For musicians who make a living by playing shows in Idaho, this pandemic hasn’t been easy — and the record shop that supports them has had to close their doors. Despite this, the local music scene is still alive and well behind closed doors in Boise, and its players are now showing up for each other in a big way.
If this past Saturday played out as planned, Idaho’s diehard music fans would have lined up outside of The Record Exchange on Idaho Street, itching to get their hands on some freshly-pressed vinyl.
But this year, the only soundtrack that played — was crickets.
But what I’m finding is, inside our homes, that might not necessarily be the case. I asked some of our social media users to share with me what music is helping them cope — during this time of uncertainty. For me, it’s The Velvet Underground. But for Marisa Lovell, it’s Neil Young.

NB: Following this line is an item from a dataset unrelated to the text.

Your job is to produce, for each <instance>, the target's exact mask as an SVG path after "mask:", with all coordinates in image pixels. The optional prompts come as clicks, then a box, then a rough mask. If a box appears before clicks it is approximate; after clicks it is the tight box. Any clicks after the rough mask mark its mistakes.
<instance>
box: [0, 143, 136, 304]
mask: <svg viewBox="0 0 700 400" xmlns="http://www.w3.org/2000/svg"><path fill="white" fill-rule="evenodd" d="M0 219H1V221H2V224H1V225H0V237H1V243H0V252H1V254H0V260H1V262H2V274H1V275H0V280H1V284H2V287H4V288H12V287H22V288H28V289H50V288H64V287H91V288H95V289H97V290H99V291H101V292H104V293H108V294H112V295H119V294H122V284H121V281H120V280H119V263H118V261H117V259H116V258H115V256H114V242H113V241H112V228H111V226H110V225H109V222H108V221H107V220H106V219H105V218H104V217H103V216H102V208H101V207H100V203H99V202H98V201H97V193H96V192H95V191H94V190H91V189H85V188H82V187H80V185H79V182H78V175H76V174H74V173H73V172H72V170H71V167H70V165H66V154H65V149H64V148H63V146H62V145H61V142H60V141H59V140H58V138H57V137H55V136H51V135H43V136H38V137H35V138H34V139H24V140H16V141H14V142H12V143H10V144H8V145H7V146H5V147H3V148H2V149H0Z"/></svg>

For Steven Bowman, it’s Billy Joel’s greatest hits — and for others it’s instrumental Disney songs, or a variety of other artists and genres.

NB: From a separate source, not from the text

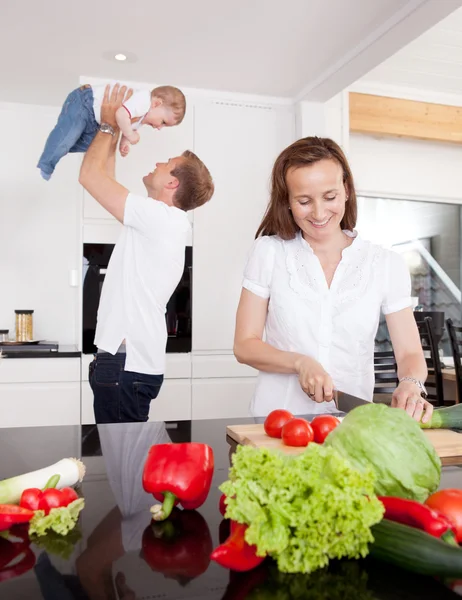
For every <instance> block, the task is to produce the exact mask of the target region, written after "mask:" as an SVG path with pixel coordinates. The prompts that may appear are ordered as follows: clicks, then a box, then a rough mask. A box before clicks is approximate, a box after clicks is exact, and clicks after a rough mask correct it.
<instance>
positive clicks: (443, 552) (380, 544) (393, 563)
mask: <svg viewBox="0 0 462 600" xmlns="http://www.w3.org/2000/svg"><path fill="white" fill-rule="evenodd" d="M371 531H372V535H373V536H374V543H373V544H372V545H371V546H370V552H369V554H370V556H371V557H372V558H376V559H377V560H381V561H383V562H387V563H391V564H393V565H396V566H398V567H401V568H402V569H406V570H407V571H412V572H413V573H419V574H420V575H431V576H436V577H442V578H448V579H460V578H461V577H462V548H459V547H458V546H452V545H450V544H448V543H446V542H443V541H442V540H440V539H438V538H436V537H433V536H431V535H428V533H425V532H424V531H421V530H420V529H414V528H413V527H408V526H407V525H401V523H394V522H393V521H389V520H388V519H383V520H382V521H380V523H377V524H376V525H373V526H372V527H371Z"/></svg>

“There have been scientific studies done in multiple different fields that show that music is healthy,” The Record Exchange Marketing Director Chad Dryden said.
So while music is there for us in this time of crisis — despite being closed, The Record Exchange wants to be there for us too.

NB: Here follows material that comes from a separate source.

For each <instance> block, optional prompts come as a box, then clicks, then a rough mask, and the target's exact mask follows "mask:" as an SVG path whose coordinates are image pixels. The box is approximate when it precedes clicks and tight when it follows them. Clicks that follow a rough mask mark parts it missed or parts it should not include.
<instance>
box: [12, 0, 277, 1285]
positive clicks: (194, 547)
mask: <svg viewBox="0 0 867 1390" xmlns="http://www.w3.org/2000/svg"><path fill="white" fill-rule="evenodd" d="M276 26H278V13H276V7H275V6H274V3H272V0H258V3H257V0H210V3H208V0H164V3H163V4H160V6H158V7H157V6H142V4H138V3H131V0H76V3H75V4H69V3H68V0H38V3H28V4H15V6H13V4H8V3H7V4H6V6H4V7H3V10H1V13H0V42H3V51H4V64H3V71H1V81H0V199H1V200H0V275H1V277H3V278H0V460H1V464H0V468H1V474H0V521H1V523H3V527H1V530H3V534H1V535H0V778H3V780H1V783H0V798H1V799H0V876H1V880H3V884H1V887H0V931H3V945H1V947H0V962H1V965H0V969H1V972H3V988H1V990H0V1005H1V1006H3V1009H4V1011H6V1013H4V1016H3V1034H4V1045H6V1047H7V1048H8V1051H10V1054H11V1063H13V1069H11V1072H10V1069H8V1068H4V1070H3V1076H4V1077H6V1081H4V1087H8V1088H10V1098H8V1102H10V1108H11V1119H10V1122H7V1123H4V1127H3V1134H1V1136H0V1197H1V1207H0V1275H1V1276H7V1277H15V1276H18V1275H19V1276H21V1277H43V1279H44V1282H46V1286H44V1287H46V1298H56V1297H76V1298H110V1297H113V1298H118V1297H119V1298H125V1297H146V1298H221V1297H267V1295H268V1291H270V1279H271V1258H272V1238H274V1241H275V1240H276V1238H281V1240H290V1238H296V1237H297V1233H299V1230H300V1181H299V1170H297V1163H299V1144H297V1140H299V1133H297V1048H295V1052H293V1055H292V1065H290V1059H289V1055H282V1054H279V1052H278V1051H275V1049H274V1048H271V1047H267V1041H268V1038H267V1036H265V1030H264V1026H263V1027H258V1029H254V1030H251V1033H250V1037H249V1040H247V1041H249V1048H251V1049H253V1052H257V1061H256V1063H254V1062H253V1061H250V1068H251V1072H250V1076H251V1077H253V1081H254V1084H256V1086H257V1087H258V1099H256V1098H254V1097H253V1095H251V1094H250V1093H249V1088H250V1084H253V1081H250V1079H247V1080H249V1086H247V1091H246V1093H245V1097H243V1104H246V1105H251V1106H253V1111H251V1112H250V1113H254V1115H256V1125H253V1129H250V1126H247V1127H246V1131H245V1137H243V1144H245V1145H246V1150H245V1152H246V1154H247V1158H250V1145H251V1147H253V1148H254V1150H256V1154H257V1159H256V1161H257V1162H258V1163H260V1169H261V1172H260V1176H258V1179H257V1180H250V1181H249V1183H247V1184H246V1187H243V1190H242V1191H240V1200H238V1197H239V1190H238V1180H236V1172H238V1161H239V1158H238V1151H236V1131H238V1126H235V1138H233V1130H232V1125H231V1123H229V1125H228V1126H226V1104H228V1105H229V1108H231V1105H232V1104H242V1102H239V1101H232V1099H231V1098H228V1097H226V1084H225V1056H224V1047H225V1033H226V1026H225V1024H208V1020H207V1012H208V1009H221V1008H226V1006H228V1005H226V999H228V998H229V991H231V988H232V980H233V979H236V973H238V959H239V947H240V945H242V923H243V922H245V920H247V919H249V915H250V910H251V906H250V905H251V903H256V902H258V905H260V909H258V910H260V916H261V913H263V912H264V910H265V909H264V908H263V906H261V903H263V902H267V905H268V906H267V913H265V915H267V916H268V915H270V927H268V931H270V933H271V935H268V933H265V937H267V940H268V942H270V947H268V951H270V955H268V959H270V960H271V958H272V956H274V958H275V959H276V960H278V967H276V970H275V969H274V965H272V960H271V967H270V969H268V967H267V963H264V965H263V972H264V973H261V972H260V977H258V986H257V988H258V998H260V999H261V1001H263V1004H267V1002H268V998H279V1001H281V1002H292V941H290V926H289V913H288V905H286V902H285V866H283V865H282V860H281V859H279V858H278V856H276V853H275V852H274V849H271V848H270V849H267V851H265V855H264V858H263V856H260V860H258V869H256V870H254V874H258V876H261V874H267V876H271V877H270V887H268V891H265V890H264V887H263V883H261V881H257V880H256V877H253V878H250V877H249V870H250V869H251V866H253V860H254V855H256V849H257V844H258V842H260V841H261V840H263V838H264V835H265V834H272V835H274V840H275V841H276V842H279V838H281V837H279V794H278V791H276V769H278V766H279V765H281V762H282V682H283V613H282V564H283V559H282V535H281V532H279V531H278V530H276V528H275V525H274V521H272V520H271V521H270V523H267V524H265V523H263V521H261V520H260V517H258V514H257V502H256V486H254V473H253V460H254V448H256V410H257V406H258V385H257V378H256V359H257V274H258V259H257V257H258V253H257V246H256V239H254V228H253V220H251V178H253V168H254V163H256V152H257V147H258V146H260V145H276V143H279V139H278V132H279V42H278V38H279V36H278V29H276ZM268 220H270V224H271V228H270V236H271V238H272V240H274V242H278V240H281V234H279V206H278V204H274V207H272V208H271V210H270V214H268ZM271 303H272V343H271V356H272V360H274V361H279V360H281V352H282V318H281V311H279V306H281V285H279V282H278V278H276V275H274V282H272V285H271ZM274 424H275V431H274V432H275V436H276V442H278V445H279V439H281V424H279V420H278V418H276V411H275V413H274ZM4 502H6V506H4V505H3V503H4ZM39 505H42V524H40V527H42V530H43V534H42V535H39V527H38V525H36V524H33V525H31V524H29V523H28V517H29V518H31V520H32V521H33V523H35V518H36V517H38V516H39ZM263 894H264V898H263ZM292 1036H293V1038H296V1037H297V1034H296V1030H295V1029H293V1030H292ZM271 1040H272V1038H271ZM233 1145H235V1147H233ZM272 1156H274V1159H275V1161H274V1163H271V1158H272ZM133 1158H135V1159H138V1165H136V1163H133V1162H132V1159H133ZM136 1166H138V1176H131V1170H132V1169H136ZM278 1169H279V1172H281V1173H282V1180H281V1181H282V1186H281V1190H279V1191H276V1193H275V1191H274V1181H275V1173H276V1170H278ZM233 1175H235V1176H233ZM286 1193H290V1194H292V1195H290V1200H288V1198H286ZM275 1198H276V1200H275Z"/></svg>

“Record Exchange: ‘the world’s greatest record store,’ as I always say,” said Curtis Stigers, prolific jazz and blues musician from Boise.
“Without having Record Store Day this (past) Saturday and having to wait until June, we thought, ‘Well hey, let’s still do something fun this weekend,’” said Dryden.
The 43-year-old cultural mainstay is now adapting to be there for us, just like they always have, according to Stigers.
“I’ve been meeting there, hanging out there since I was in high school,” said Stigers. “There’s always great support for musicians that comes, just, from the heart that that store has.”
Dryden says Record Store Day is typically The Record Exchange’s biggest sales day, but instead on this Saturday, it sold tickets to a one-time special online screening of a new never-before-seen documentary, called “Vinyl Nation,” about the resurgence of vinyls. Its filmmakers are letting stores like The Record Exchange absorb 100% of the screening’s profits.
“Instead of being able to come to the store this weekend for Record Store Day, they can still celebrate The Record Exchange and celebrate independent music and independent record stores, by supporting us, and getting a couple hours of entertainment in return,” said Dryden.
They’re also providing a virtual space for memorializing legendary country-folk singer-songwriter John Prine, who died from coronavirus complications on April 7.
Stigers was one of several musicians who performed a Prine cover from his home for the Exchange’s virtual tribute concert on Sunday.
“And one at a time, we’re going to post videos throughout the day,” said Dryden. “And anybody who’s watching, if they want to throw a few bucks in their proverbial virtual tip jar, they can go ahead and do that.”
With the shutdowns, Stigers says that kind of support can mean a lot for local musicians.
“They’re not playing at clubs — that’s tough — it’s hard to pay the rent when you’re not doing your job,” Stigers said. “There’s also sort of a need to reach out and connect with people.”
Stigers says he hopes his new music can also help people feel connected in some way. His upcoming blues and jazz album is called “Gentleman.” Its title track is out, and you can preorder the album now. Stigers says its a modern reassessment of what it means to be a man, or more specifically, a gentleman.
“It evolved as I made it, and as it comes out, we’re in a pandemic. I mean, this album has had several lives,” he said.
In the meantime, the world keeps spinning… and so do our turntables.